There are 43,000 students between the ages of 4 and 14 in Vitoria da Conquista’s public school system. Next year all of them will be wearing microchips embedded within their school uniform designed to electronically monitor when they enter school. The program began this week. The city’s education secretary, Coriolano Moraes, was enthusiastic about the new way to tackle an old problem:
“We noticed that many parents would bring their children to school but would not see if they actually entered the building because they always left in a hurry to get to work on time,” Moraes said in a telephone interview. “They would always be surprised when told of the number times their children skipped class.
The locator chips monitor when the student enters school and sends parents a text message if their child hasn’t been logged by the system within 20 minutes after classes start. The city government invested $670,000 in the program, but as this included design and testing costs future rollouts should be cheaper. This figure is a fraction of the cost involved in GPS plans considered in the United States before.
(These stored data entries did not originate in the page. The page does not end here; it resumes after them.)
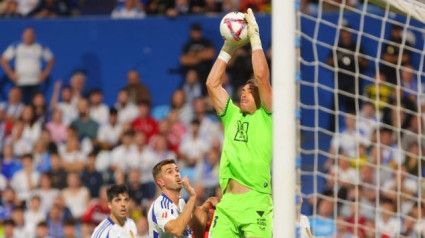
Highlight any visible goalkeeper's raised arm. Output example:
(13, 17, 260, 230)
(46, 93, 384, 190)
(245, 8, 272, 113)
(205, 36, 240, 116)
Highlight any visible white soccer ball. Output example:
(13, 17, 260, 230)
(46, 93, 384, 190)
(220, 12, 249, 46)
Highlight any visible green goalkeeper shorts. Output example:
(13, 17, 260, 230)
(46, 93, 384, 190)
(208, 190, 273, 238)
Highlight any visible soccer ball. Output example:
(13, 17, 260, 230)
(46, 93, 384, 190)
(220, 12, 249, 46)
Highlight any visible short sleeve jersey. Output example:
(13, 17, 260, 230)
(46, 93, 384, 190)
(219, 98, 272, 194)
(147, 193, 192, 238)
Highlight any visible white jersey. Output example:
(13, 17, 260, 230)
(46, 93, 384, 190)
(91, 217, 137, 238)
(298, 215, 312, 238)
(147, 193, 192, 238)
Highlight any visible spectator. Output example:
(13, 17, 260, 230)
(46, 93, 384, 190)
(179, 23, 215, 94)
(179, 119, 209, 167)
(381, 24, 413, 85)
(35, 221, 51, 238)
(0, 166, 7, 191)
(46, 152, 68, 189)
(10, 153, 40, 202)
(363, 72, 393, 112)
(166, 109, 187, 154)
(46, 204, 66, 238)
(357, 101, 379, 141)
(29, 0, 71, 17)
(376, 197, 401, 236)
(81, 186, 110, 226)
(204, 0, 222, 13)
(16, 0, 39, 16)
(310, 197, 336, 237)
(39, 128, 58, 154)
(70, 98, 99, 141)
(0, 27, 54, 104)
(0, 0, 22, 17)
(111, 0, 145, 18)
(170, 89, 193, 126)
(114, 88, 139, 125)
(192, 97, 220, 142)
(97, 107, 122, 150)
(61, 172, 90, 219)
(2, 219, 16, 238)
(7, 120, 32, 157)
(46, 109, 68, 145)
(50, 81, 78, 126)
(327, 112, 370, 166)
(32, 139, 51, 173)
(11, 205, 31, 237)
(0, 187, 20, 220)
(0, 87, 24, 121)
(23, 195, 45, 236)
(20, 105, 42, 145)
(133, 131, 158, 192)
(126, 169, 153, 206)
(58, 135, 86, 173)
(69, 71, 86, 106)
(123, 70, 151, 105)
(150, 134, 176, 162)
(240, 0, 271, 12)
(327, 21, 368, 130)
(400, 64, 418, 101)
(131, 101, 159, 143)
(1, 143, 22, 181)
(89, 89, 109, 125)
(30, 172, 60, 214)
(0, 108, 12, 153)
(160, 0, 189, 17)
(110, 130, 138, 176)
(194, 148, 220, 197)
(81, 152, 103, 198)
(63, 219, 77, 238)
(401, 115, 425, 152)
(31, 92, 48, 124)
(182, 69, 203, 104)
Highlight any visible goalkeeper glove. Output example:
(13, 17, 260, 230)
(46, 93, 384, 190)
(245, 8, 262, 51)
(218, 40, 237, 64)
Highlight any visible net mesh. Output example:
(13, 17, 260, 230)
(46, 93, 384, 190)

The T-shirts, can be washed and ironed without damaging the chips, Moraes said adding that the chips have a “security system that makes tampering virtually impossible.”
Some critics will note that the chips used are very similar to those used to track pets and claim that using such a system is an infringement of the students’ dignity and rights.
The trial in Anaheim last year used handheld GPS devices to avoid ‘criminalizing’ the children involved.
In Vitoria da Conquista the chips are located under the school’s coat of arms and by an apt phrase that critics of the program could contemplate:
“Education does not transform the world. Education changes people and people transform the world.”